Naturally, it is difficult for an employer to divine consistently where the Board or the General Counsel will find a rule to have a sufficient potential chilling effect that justifies an unfair labor practice finding. While the report's stated purpose is to provide clarity on these points, its actual examples often demonstrate just how challenging it is to differentiate between a lawful policy and an unlawful one concerning the same subjects – especially because the General Counsel's consideration of the policy's "context" apparently leads to different outcomes for comparable provisions.

Lawful and Unlawful Rules

For instance, the following rule was lawful (because of its placement in the handbook section dealing with unlawful harassment and discrimination):

  • No "use of racial slurs, derogatory comments, or insults."

But, this rule was unlawful:

  • Do not make "insulting, embarrassing, hurtful or abusive comments about other company employees online," and "avoid the use of offensive, derogatory, or prejudicial comments."

Some Intellectual Property Issues Included in Protected Employee Activities

The General Counsel has even applied its exceedingly broad view of protectable Section 7 interests to seemingly innocuous and matter-of-course provisions concerning intellectual property, a topic most employers view apart from concerns about protected employee activity. Ostensibly, the General Counsel is concerned with protecting employees' rights to use a company's otherwise protected name and logo on picket signs, leaflets and other protest material, and will strike down a neutral intellectual property rule if it appears to threaten that right in its breadth. For example, the following provision is unlawful:

  • "Do not use 'other people's property,' such as trademarks, without permission in social media."

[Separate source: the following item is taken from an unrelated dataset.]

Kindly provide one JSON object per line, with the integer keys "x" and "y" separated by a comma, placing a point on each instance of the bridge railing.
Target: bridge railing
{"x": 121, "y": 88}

And, because the following was deemed to avoid an impermissibly broad ban on employee use of trademarked or copyrighted material, it was found lawful.

  • "Respect all copyright and other intellectual property laws. For [the Employer's] protection as well as your own, it is critical that you show proper respect for the laws governing copyright, fair use of copyrighted material owned by others, trademarks and other intellectual property, including [the Employer's] own copyrights, trademarks and brands."

Likewise, the General Counsel reported that the following confidentiality provision was unlawfully overbroad because a reasonable employee might view it as a restriction on disclosure of other employees' terms and conditions of employment, which is protected under Section 7.

  • "Never publish or disclose [the Employer's] or another's confidential or other proprietary information. Never publish or report on conversations that are meant to be private or internal to [the Employer]."

In contrast, the following rule was deemed facially lawful because the General Counsel did not view the term "confidential" as defined in an overbroad manner.

  • "Misuse or unauthorized disclosure of confidential information not otherwise available to persons or firms outside [the Employer] is cause for disciplinary action, including termination."

Compliant Company Handbooks Require Industry-Specific Allowances

The divergent treatment of similar provisions demonstrates that there is a fine line between lawful and unlawful work rules under the eyes of the General Counsel and copying and pasting lawful provisions may not guarantee a compliant handbook in the aggregate. Human resource professionals preparing work rules and handbooks should consider the report and other authority, and discuss with legal counsel familiar with the full analysis behind these distinctions, including certain industry-specific allowances, and the case law behind the rules, to assess the propriety of an employer's policies.